Pair Trading with ÖKOWORLD and Carsales

The main advantage of trading using opposite ÖKOWORLD and Carsales positions is that it hedges away some unsystematic risk. Because of two separate transactions, even if ÖKOWORLD position performs unexpectedly, Carsales can make up some of the losses. Pair trading also minimizes risk from directional movements in the market. For example, if an entire industry or sector drops because of unexpected headlines, the short position in Carsales will offset losses from the drop in Carsales' long position.

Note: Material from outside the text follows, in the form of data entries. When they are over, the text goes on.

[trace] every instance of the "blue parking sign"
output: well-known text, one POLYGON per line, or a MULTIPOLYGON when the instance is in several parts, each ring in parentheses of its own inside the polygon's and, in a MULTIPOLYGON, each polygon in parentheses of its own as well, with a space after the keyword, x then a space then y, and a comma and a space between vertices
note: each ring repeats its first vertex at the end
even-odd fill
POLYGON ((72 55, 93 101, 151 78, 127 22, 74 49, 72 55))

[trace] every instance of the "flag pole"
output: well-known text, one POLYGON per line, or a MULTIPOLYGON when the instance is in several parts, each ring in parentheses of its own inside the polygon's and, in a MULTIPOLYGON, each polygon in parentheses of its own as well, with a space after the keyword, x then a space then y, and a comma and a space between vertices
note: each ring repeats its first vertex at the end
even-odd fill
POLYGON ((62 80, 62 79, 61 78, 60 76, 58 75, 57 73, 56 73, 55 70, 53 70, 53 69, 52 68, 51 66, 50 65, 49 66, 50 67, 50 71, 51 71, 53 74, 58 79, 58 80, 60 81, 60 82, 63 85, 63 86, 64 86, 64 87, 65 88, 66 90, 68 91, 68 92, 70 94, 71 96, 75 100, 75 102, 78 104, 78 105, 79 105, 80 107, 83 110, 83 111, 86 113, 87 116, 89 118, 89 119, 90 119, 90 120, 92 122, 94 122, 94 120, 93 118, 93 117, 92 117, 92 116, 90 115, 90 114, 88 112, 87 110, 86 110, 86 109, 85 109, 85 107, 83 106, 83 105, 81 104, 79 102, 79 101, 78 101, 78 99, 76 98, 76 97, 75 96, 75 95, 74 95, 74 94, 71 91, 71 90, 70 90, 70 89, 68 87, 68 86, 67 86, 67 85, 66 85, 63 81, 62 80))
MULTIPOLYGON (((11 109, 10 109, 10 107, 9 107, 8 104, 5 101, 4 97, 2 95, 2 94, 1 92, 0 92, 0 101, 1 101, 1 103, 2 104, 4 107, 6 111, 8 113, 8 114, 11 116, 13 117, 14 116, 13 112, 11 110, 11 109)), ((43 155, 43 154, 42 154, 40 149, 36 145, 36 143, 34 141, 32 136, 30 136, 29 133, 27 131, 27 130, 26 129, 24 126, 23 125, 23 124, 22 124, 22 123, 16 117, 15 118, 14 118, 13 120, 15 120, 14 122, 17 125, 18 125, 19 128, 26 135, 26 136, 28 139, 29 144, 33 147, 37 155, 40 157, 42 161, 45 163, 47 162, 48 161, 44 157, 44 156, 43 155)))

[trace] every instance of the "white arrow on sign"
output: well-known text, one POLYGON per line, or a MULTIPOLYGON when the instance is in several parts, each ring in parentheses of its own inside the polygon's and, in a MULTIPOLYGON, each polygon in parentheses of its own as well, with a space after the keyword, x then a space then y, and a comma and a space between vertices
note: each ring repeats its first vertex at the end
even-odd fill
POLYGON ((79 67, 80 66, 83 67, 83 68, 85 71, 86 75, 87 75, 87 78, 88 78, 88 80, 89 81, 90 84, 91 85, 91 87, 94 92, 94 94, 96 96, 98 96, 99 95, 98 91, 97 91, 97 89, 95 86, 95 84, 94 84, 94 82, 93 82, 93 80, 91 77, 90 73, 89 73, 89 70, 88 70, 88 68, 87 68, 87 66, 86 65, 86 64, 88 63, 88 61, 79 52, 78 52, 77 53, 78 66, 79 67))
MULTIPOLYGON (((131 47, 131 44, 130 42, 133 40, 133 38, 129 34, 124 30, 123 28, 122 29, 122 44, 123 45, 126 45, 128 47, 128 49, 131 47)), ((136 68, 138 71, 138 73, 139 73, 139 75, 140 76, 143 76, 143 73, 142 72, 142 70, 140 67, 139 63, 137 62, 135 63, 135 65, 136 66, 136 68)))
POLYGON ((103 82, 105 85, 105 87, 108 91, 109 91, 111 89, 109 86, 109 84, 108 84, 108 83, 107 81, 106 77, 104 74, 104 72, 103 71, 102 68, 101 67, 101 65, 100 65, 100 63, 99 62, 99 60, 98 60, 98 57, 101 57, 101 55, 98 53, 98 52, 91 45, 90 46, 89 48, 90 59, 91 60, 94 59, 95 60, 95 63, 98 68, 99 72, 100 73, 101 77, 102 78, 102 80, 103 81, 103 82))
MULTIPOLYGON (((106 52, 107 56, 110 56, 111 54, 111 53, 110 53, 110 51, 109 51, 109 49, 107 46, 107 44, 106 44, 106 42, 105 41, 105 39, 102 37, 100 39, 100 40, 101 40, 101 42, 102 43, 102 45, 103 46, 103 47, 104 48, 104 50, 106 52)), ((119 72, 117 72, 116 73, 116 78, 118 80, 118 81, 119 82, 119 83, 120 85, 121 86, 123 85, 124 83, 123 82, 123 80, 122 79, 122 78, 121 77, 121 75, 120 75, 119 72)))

The idea behind KOWORLD AG and CarsalesCom pairs trading is to make the combined position market-neutral, meaning the overall market's direction will not affect its win or loss (or potential downside or upside). This can be achieved by designing a pairs trade with two highly correlated stocks or equities that operate in a similar space or sector, making it possible to obtain profits through simple and relatively low-risk investment.
Check out your portfolio center.
Note that this page's information should be used as a complementary analysis to find the right mix of equity instruments to add to your existing portfolios or create a brand new portfolio. You can also try the Fundamentals Comparison module to compare fundamentals across multiple equities to find investing opportunities.